Sidak SPBU di Samarinda, Menteri ESDM Sebut Antrean BBM Sudah Berkurang

Antara ยท Kamis, 07 April 2022 - 16:33:00 WIB
Sidak SPBU di Samarinda, Menteri ESDM Sebut Antrean BBM Sudah Berkurang
Menteri ESDM Arifin Tasrif berbincang dengan pengemudi truk saat melakukan inspeksi mendadak di SPBU 64.751.17, Jl Sentosa, Sungai Pinang, Samarinda, Kalimantan Timur, Kamis (7/4/2022). (Foto: Antara)

SAMARINDA, iNews.id - Menteri ESDM Arifin Tasrif memastikan tidak ada lagi kelangkaan dan antrean panjang kendaraan, yang akan mengisi BBM di stasiun pengisian bahan bakar umum (SPBU). Hal ini disampaikannya usai meninjau sejumlah SPBU di Kota Samarinda, Provinsi Kaltim. 

"Kita lakukan sidak di lima SPBU di sekitar Kota Samarinda, tujuannya untuk melihat ketersediaan BBM di Samarinda yang beberapa waktu lalu terjadi antrean.

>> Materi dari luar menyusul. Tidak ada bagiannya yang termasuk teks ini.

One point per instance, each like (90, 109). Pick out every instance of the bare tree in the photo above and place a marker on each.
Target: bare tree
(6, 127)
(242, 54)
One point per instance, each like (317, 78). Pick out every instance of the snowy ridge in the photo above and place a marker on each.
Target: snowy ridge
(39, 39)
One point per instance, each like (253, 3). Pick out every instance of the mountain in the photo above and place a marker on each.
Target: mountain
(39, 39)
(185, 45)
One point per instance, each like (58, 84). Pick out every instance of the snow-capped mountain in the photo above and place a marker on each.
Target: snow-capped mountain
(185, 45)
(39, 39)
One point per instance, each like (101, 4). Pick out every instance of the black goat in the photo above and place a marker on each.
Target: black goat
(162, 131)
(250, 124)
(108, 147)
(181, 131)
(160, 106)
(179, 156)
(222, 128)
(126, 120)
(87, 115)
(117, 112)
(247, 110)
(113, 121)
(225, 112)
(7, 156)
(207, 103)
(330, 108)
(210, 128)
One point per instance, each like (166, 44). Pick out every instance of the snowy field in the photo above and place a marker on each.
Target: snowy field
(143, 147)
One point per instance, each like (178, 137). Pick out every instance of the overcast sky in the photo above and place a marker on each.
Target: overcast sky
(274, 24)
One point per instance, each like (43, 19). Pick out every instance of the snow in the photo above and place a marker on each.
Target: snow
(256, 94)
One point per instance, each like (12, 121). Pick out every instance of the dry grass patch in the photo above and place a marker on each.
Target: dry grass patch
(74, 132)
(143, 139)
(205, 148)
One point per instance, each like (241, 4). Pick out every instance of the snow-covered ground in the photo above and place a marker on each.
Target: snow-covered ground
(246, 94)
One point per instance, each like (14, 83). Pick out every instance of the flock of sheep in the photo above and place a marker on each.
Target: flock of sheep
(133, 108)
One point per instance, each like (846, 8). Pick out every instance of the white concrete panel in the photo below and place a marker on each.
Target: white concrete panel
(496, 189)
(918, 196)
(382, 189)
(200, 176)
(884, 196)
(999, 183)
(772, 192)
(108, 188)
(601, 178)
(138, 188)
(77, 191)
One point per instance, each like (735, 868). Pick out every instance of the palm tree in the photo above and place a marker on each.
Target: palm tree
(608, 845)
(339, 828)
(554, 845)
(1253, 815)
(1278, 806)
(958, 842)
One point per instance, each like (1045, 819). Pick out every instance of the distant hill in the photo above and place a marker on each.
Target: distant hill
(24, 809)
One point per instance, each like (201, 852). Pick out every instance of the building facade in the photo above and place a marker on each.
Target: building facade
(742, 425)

Namun, hari ini saat kita lakukan sidak, hasil yang kita temukan antrean sudah berkurang dan sudah lebih tertib," ujar Arifin dalam keterangannya yang dikutip di Jakarta, Kamis (7/4/2022). 

Dia  berharap kondisi seperti ini akan terus berlanjut. Selain itu juga diharapkan tidak ada lagi antrean dan kelangkaan.

"Mudah-mudahan ke depannya bisa lancar terus, terutama dalam menghadapi Ramadan," lanjutnya.

Dalam kesempatan ini, Arifin menegaskan bahwa BBM bersubsidi harus terus diawasi, sehingga peruntukannya sesuai dengan yang sudah diamanatkan dan subsidinya dapat dipergunakan untuk membangun ekonomi.

"Kalau (penyaluran BBM bersubsidi) itu bisa dikontrol, maka dana subsidi bisa dipergunakan untuk pembangunan ekonomi negara kita. Jadi, kita meminta kesadaran semua pihak untuk menggunakan BBM yang memang sesuai dengan peruntukannya," ujar Arifin.

Saat sidak di SPBU Nomor 64.751.17, Jalan Sentosa, Samarinda, Arifin mendapatkan laporan dari seorang supir truk yang mengatakan adanya kelangkaan di SPBU 61.751.02 di wilayah Loa janan.

Arifin pun langsung bergerak melakukan sidak di SPBU tersebut. Namun, setibanya di lokasi tidak ditemukan adanya antrean dan kelangkaan.